We are delighted with the recent commissioning of a state-of-the-art quantum cascade laser absorption system for the measurement of carbon dioxide (CO2) in our plasma research. CO2 is an important species in a number of emerging plasma technologies. For example plasma conversion of CO2, from waste into valuable chemical products, such as fuels and chemicals, can replace fossil fuels and reduce the need for petrochemicals.
The system was purchased as part of an AMBER SFI funded SPOKE research project. The aim of the project was to “develop a novel process for selective area deposition for use in the semiconductor manufacturing industry. Selective area deposition is seen as a ‘grand-challenge’ in integrated circuit (IC) manufacture as it allows development of features on a substrate surface without the need for lithographic steps”.

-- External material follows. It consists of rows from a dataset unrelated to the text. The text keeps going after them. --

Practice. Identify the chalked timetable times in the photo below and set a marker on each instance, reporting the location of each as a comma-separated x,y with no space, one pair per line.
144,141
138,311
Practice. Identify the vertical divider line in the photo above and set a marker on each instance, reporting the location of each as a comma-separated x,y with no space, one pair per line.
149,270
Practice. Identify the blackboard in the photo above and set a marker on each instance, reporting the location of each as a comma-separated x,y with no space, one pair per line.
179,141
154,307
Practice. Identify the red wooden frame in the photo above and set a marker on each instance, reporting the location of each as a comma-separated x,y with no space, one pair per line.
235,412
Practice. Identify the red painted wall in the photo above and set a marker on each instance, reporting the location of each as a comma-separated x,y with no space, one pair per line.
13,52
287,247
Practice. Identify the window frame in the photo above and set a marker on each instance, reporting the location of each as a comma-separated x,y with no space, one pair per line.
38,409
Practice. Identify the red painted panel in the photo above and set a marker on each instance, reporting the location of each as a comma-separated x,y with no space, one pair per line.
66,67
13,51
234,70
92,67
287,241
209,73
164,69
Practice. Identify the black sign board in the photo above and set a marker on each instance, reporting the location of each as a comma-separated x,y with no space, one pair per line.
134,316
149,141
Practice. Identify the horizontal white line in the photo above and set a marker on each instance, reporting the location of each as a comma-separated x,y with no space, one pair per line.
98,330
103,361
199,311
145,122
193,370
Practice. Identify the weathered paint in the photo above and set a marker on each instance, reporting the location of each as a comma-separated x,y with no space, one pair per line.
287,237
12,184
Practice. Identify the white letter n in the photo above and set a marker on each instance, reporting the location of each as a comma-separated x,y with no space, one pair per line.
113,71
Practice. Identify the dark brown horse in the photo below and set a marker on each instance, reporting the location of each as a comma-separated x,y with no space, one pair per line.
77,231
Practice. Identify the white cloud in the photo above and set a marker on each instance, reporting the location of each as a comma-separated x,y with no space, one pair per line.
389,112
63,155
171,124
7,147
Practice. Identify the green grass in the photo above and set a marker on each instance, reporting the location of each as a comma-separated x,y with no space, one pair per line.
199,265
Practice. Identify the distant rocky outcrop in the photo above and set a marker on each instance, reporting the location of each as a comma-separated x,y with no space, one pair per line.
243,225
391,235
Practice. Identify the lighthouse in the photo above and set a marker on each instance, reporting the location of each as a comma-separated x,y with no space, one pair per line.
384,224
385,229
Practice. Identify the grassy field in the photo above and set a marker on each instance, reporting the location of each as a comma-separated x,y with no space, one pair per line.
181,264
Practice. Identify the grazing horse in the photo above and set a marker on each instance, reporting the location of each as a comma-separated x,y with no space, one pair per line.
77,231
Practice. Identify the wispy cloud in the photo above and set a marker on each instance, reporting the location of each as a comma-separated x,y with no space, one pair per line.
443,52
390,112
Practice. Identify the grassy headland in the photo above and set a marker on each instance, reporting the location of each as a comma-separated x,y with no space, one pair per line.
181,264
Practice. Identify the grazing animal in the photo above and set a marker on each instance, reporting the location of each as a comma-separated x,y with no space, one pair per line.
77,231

Thin polymer films (< 5 nm) attached at silicon surfaces were selectively infiltrated with metal salts. Subsequent removal of the polymer using oxygen plasma resulted in metal oxide nanostructures at the surface. Small coupons sizes (~ 2 cm) combined with the thinness of the polymer films made detection of CO2 levels produced by the polymer removal challenging to detect against background CO2 levels in the system. The extreme sensitivity of the new CO2 detection system made this possible.
This new diagnostic technology will enable us to more accurately and precisely measure CO2 levels, which is crucial in understanding the processes of CO2 production and destruction within out plasmas. The quantum cascade laser absorption system is based on a design that utilises a semiconductor laser to measure the absorption of infrared light by CO2 molecules. This method is highly sensitive and can detect even small changes in CO2 levels with great accuracy. It will allow us to make measurements in a wide range of environments – from low pressure to atmospheric pressure plasma sources.
We would like to thank the researchers and technicians involved in the related research projects, along with our funding partners Science Foundation Ireland (SFI) and Horizon Europe through the Amber and PIONEER projects for their support.